Android garde une logique plus familière pour les wallets tiers, tandis qu’iOS devient plus accessible en Europe sous surveillance réglementaire. La Commission européenne a d’ailleurs publié en mai 2026 une fiche sur l’interopérabilité et la portabilité des données indiquant qu’Apple avait déjà publié des solutions partielles, dont le NFC. Le contexte DMA reste actif, comme le montrent aussi les mesures contraignantes adressées à Google en juillet 2026 sur d’autres sujets d’interopérabilité Android et de partage de données.

Le choix technique doit donc rester proportionné. Pour un parcours e-commerce, concentrez-vous sur le taux de conversion, la confiance et la compatibilité mobile. Pour une application bancaire ou une carte privative, préparez un programme produit complet, avec juristes, PSP, sécurité, design d’expérience et exploitation. Un socle d’ingénierie mobile iOS et Android devient alors indispensable, pas accessoire.

Cadrer ce type de projet en amont évite la plupart des mauvaises surprises : périmètre DMA, choix du PSP, sécurité des API, budget de certification et expérience en caisse. C’est souvent là qu’un regard extérieur fait gagner du temps, avant même la première ligne de code.

FAQ sur le paiement mobile NFC DMA

Le DMA oblige-t-il Apple à ouvrir le NFC de l’iPhone ?

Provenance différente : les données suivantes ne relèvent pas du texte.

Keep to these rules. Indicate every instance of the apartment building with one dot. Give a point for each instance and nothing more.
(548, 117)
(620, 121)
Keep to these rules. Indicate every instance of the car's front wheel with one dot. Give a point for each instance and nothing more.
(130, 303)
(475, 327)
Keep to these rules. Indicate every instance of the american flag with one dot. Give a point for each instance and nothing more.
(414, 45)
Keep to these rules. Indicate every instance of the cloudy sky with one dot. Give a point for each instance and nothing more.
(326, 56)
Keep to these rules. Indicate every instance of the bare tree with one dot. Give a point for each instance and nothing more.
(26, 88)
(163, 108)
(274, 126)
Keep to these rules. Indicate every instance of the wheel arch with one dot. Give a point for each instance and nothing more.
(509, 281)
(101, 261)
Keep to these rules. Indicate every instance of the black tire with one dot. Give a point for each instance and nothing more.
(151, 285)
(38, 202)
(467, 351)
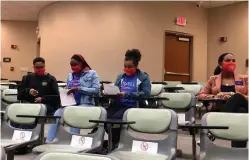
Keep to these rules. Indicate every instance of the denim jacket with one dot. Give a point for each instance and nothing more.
(89, 86)
(143, 84)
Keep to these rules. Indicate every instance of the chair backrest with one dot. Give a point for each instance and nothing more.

Oui, en pratique dans l’Espace économique européen, via des engagements rendus contraignants par la Commission européenne le 11 juillet 2024. Ils permettent à certaines applications de paiement tierces d’accéder au NFC « tap and go » de l’iPhone sans utiliser Apple Pay ou Apple Wallet.

Une PME peut-elle créer son propre Apple Pay ?

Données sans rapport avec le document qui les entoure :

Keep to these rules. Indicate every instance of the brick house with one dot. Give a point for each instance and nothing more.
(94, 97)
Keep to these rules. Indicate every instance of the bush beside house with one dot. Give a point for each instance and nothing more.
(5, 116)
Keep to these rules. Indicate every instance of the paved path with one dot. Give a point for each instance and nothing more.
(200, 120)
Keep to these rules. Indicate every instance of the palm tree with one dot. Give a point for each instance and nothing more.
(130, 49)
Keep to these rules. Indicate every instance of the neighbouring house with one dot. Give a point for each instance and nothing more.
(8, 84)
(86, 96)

Pas au sens simple du terme. Une PME peut intégrer Apple Pay via un PSP, mais créer un wallet NFC propriétaire demande généralement un partenaire financier autorisé, des validations de sécurité et un budget bien supérieur.

Google Pay est-il concerné par la même ouverture NFC ?

Android permet déjà l’usage du NFC par des applications de paiement selon les conditions du système, du téléphone et du moyen de paiement. Le débat européen a surtout porté sur l’accès au NFC de l’iPhone, historiquement réservé à Apple Pay pour le paiement en magasin.

Tap to Pay on iPhone remplace-t-il un terminal bancaire ?

Il peut remplacer un terminal additionnel dans certains cas, si votre pays, votre PSP et votre application sont compatibles. Cela ne supprime pas le contrat monétique, les frais de paiement ni les besoins de support en point de vente.

Quel est le meilleur choix pour un site e-commerce en 2026 ?

Dans la plupart des cas, utilisez un PSP fiable qui propose cartes bancaires, Apple Pay, Google Pay et 3-D Secure. C’est plus rapide, moins risqué et généralement moins coûteux qu’un développement de paiement propriétaire.